吉田修一「パレード」読了
(幻冬舎文庫 ISBN:4344405153)

ぼぉーっとした感じのH大4年の大学生、良介、売り出し中の俳優の彼からの電話を待つ女、琴美、雑貨屋の店長で自称イラストレーターの未来、映画好きで映画配給会社に務め健康オタクな直輝。都内の2LDKのマンションで暮らす男女4人若者たちはそれぞれのライフスタイルはばらばらで「共同生活」と呼べるほど連帯感はないままに彼等は暮らしいる。なんとなくクールな都会風のライフスタイルって感じだが、そんな気負いも彼等にはない。

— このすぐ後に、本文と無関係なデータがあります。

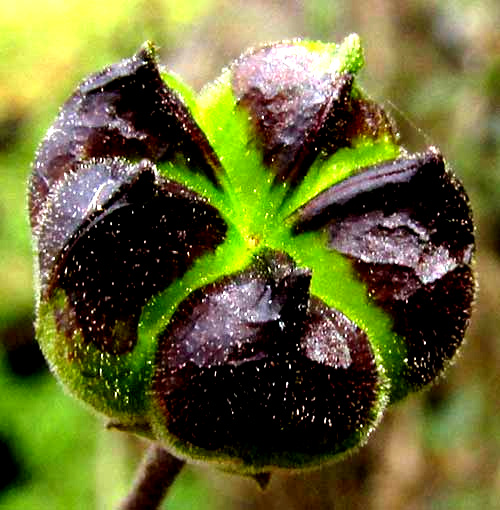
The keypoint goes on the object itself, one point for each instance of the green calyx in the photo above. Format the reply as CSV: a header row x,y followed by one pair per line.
x,y
252,274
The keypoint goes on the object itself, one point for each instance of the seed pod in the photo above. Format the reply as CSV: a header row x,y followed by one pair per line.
x,y
253,278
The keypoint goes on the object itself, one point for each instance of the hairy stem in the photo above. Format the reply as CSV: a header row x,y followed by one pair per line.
x,y
155,475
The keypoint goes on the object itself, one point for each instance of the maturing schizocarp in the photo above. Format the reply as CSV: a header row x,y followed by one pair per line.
x,y
252,274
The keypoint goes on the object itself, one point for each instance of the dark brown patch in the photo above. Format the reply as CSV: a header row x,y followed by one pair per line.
x,y
300,112
125,110
432,318
407,226
147,233
248,368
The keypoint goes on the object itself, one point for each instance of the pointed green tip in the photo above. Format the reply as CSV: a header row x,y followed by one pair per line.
x,y
346,57
350,55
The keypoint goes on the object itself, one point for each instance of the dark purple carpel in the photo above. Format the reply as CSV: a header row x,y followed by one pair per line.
x,y
407,227
115,234
300,112
127,111
254,367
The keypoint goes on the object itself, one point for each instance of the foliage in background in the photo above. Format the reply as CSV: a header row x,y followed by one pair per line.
x,y
438,66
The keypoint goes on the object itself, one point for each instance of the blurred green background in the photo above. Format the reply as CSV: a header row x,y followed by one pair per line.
x,y
436,66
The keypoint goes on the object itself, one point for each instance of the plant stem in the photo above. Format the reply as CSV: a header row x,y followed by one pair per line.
x,y
155,475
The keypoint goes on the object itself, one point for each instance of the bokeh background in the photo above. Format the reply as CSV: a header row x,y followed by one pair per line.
x,y
435,64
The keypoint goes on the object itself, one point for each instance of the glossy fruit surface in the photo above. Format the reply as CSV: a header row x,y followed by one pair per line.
x,y
252,274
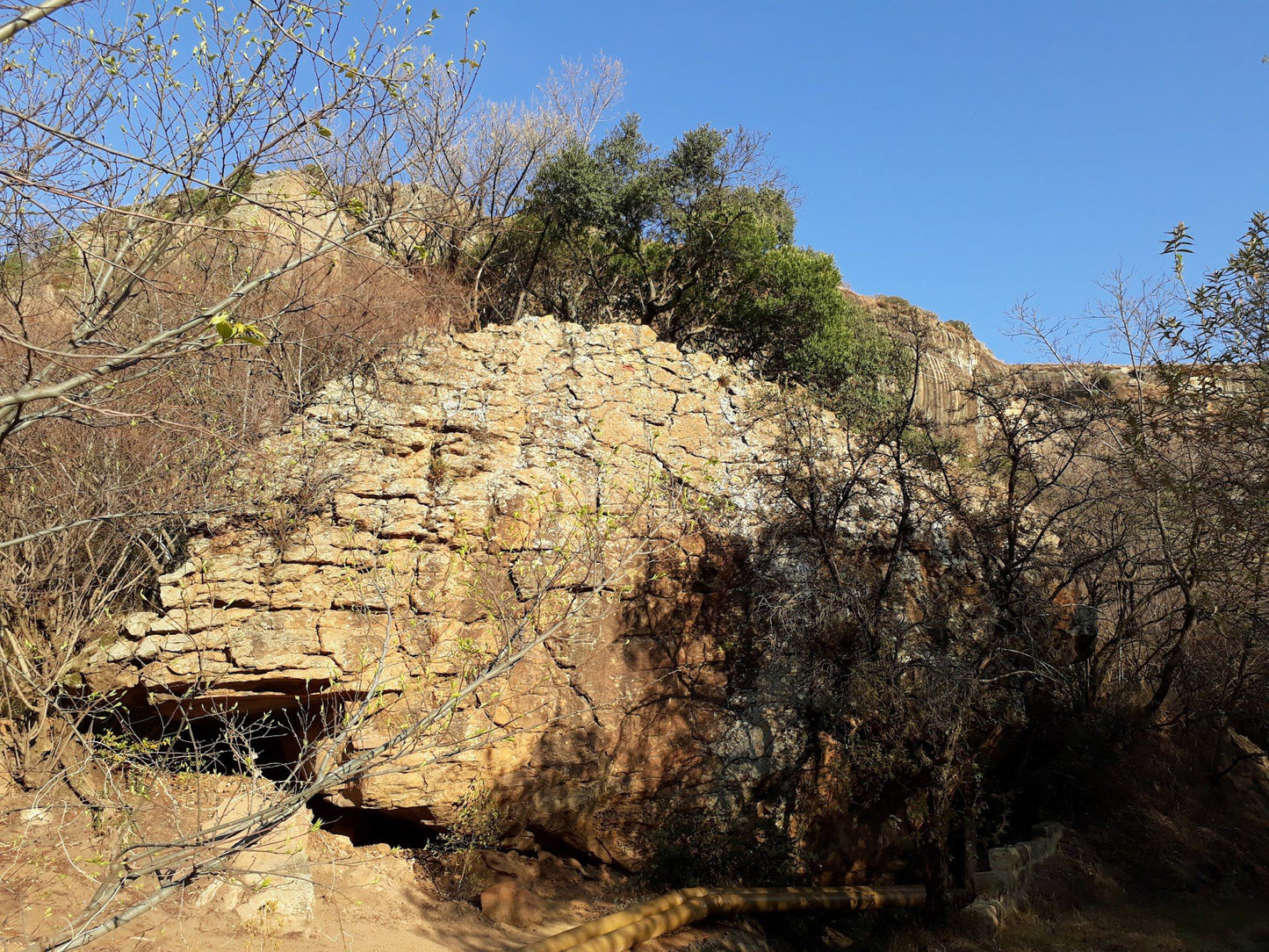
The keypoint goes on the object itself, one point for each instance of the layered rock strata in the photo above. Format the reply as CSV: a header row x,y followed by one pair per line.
x,y
410,524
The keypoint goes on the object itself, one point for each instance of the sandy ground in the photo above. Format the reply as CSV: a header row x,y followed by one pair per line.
x,y
367,899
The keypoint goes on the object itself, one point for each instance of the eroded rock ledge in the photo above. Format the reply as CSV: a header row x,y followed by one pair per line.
x,y
407,518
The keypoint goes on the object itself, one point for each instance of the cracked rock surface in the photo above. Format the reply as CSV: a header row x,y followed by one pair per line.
x,y
404,526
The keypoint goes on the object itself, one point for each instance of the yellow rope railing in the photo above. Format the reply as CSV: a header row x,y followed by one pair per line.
x,y
1010,869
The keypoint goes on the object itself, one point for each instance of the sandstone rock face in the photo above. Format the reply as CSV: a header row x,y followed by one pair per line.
x,y
952,361
270,886
596,484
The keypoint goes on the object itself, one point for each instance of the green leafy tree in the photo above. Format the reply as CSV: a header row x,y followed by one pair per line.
x,y
697,244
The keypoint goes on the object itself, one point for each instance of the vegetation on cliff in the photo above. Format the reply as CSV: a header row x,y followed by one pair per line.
x,y
937,629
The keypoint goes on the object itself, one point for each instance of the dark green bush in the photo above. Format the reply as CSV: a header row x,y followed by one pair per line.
x,y
712,849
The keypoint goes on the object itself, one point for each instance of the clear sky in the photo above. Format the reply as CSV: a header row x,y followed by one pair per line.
x,y
957,154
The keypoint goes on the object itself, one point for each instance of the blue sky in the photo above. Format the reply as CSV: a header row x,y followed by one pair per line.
x,y
960,155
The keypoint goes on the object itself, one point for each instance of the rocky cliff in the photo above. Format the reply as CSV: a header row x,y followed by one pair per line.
x,y
414,523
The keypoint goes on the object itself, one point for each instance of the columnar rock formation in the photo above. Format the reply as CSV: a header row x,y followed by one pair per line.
x,y
407,524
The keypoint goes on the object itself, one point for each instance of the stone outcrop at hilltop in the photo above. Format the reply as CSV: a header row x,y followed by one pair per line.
x,y
407,521
952,361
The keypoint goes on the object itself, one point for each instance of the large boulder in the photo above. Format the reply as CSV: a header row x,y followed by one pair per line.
x,y
472,492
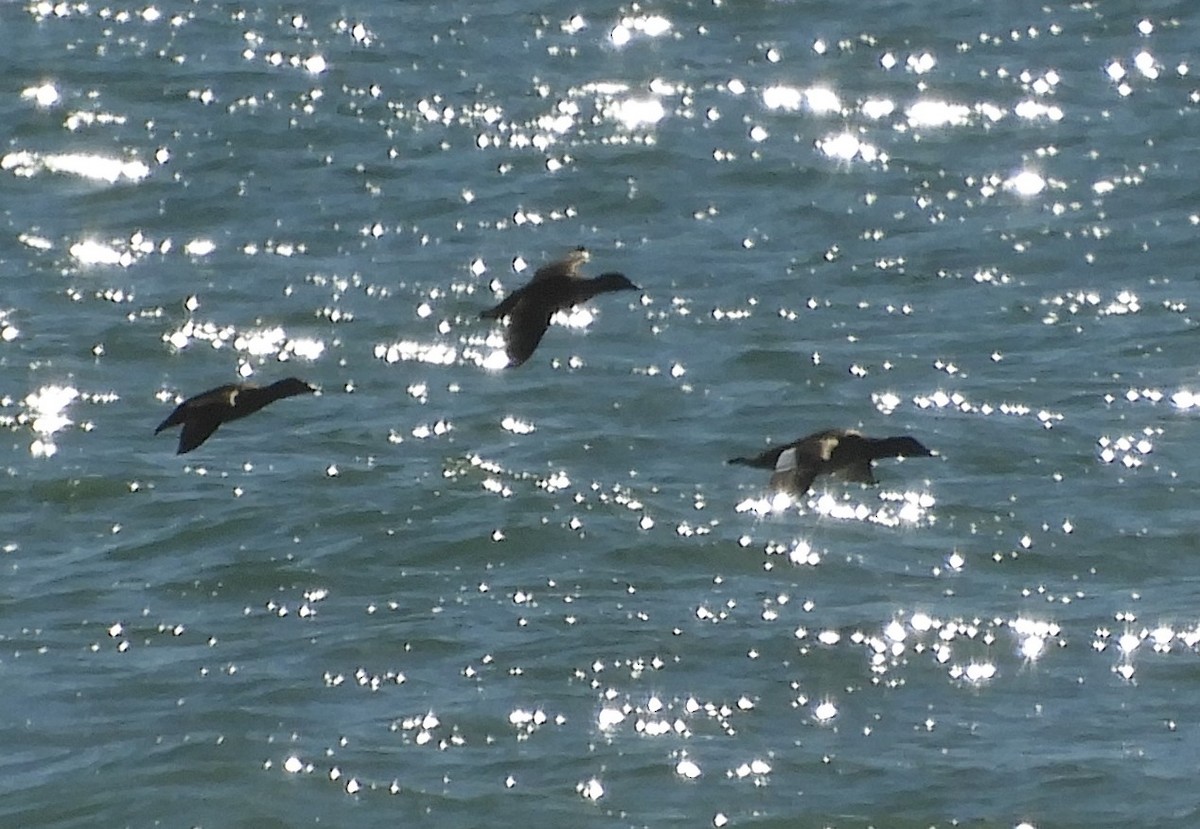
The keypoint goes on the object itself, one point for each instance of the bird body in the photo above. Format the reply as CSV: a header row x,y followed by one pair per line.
x,y
201,415
840,452
553,287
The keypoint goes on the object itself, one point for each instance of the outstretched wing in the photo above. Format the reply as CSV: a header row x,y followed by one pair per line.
x,y
793,473
568,268
526,330
196,431
505,307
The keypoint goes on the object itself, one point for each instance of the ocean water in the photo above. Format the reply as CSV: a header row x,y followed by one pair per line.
x,y
442,593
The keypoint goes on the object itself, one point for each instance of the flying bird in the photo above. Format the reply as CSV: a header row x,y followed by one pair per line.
x,y
555,287
840,452
202,414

普段の我々の日常生活がそうであるように、彼等の日々の生活にも様々な出来事がある。それは全員が共有しうる出来事であったり、個人的なことであったり、その中間の2、3人が共有できる類のものだったりする。
ハナシはそんな彼等の日常の一時期を、彼等それぞれの視点から語る形で進む。当然、そこでは様々な出来事に対する彼等それぞれの対処がある。そしてその対処は各々の何かに対する距離につながっている。興味があることや問題意識から行動を起こすのではなく、何かとの間合い感覚から、己が何すべきことをを決める、という案配で彼等はそれぞれの居場所にいるようにみえる。
解説の川上弘美はかなり腐心して書いている。彼女の腐心も無理なく、「パレード」は巧妙な伏線はとんでもなくキモだ。私は多少喋りすぎたきらいがあるが、兎に角「良介」から順に読むのとイイ。読後、大いにビックリする。